Lo amenazó el ruido sordo de la calle. Ahora podía sentir que
alguien trepaba por la escalera de hierro y madera, con pasos atrevidos. Se
arropó en el sillón y cerró los ojos y apretó los brazos alrededor del retrato.
Victoria, siempre Victoria con esa sonrisa forzada. Su larga cabellera enrulada
que caía sobre el pecho adormecido. Era una mujer inexpresiva. Un misterio.
Nada sabía yo de su pasado, ni del presente. A veces venía. Buscaba tener sexo
conmigo y luego, sin despedirse salía sola para regresar cualquier día a
cualquier hora.
Pensé que era ella. Un golpe en la puerta lo inquietó. No era ella.
Se acercó a la puerta y observó por la estrecha mirilla. Un rostro de hombre
ausente, le dejó perplejo. No esperaba a nadie. Pregunto quién era y le
respondió una voz agradable. Abrió. Allí frente a él, estaba un personaje lleno
de fortaleza. De aspecto maduro. Su rostro suave pero varonil, enmarcado por un
cabello canoso sin estridencia; ojos de un brillo celeste verdoso, muy
expresivos, le sonrieron.
Al ingresar al salón, vio de inmediato el retrato de Victoria, sobre
el tapizado gastado del sofá, con una mirada que desplazó sobre el resto de la
habitación vio el fagot, junto a una pila de partituras.
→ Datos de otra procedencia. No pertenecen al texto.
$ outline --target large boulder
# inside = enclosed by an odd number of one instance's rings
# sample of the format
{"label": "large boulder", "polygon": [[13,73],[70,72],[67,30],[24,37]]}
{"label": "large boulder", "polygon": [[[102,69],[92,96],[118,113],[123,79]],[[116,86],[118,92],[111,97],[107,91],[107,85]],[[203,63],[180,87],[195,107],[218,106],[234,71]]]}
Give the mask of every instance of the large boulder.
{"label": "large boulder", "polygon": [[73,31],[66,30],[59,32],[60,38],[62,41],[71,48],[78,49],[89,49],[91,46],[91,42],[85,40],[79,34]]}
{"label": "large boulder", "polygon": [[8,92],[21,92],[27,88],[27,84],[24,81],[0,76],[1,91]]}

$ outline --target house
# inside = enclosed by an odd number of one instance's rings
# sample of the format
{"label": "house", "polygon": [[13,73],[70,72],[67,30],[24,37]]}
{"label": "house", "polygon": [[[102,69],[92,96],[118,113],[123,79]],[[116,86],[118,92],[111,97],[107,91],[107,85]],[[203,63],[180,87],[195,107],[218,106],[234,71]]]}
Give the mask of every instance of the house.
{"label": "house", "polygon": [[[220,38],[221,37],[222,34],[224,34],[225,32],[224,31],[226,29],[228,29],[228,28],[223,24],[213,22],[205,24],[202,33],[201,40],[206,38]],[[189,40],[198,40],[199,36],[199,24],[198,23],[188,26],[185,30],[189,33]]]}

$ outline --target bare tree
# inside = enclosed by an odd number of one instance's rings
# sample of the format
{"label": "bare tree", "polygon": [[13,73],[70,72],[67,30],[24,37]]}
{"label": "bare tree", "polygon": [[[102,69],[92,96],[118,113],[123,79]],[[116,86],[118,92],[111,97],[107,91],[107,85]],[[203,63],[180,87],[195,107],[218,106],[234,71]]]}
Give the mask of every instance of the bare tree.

Era un ave muerta que
había dejado de sonar hacía un tiempo.
Gastón tomó un botellón con cognac, sirvió dos vasos de vidrio
común. El líquido de un brilló en la penumbra. Quiero hablar de Victoria, dijo.
Ayer se fue de casa definitivamente nos dejó. ¿Sabe si vendrá por acá? Y me
clavó una mirada acusadora.
Creo, que se fue con una beca a Viena, dije. Tomé un sorbo del
cognac y le hice una seña invitándolo a sentarse. Pero él, no aceptó. Fue la
primera vez que vi a un hombre llorar como niño. Salió sin decir nada y se
perdió por la escalera hacia la calle. El ruido debe haber tapado el ruido de
las bocinas y el golpe que lo dejó en el pavimento tendido.